Canada Q2 GDP falls as exports plunge outweighs stronger domestic demand

Canada’s 1.6% annualized decline in Q2 GDP is weaker than the market expected, though in line with a -1.5% Bank of Canada forecast. Details are mixed with domestic demand positive and the GDP decline due to a plunge in exports due to US tariffs. June GDP was weaker than expected with a 0.1% decline, though the preliminary estimate for July is for a 0.1% increase.
The data increases the risk of a Bank of Canada easing in September, particularly after a reasonably subdued July CPI, though August employment and CPI data are still to be seen. The GDP decline however will not have come as a surprise to the BoC and there are some positives in the detail.
Domestic demand is getting support from BoC easing, rising by 3.5% annualized, while external demand is being hit by tariffs. Household consumption rose by a strong 4.5% while residential investment rose by 6.3%. Government was firm with a 5.1% rise in consumption and a surge of 8.8% in fixed capital formation.

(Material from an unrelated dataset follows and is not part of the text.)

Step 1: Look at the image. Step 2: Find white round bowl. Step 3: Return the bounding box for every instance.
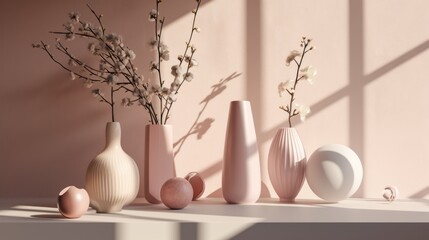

Business investment is however weak, intellectual property down a modest 0.5% and structures, machinery and equipment plunging by 10.1%. This means a second straight negative from business fixed capital formation even with the rise in residential.
The weakness in GDP is due to a 26.8% plunge in exports. Imports with a 5.1% drop were a positive to GDP as was a rise in inventories. The GDP deflator was unchanged on the quarter, seeing yr/yr growth slip to 2.2% from 3.3%.
The monthly data shows GDP weakness is being led by goods, down 0.5% for a third straight monthly decline, with exports-sensitive manufacturing sliding by 1.5%, Services rose by a modest 0.1% after a flat May and a 0.1% rise in April.
A preliminary estimate for a 0.1% increase in July sees increases in real estate and rental and leasing, mining and quarrying and wholesale, partially offset by a drop in retail.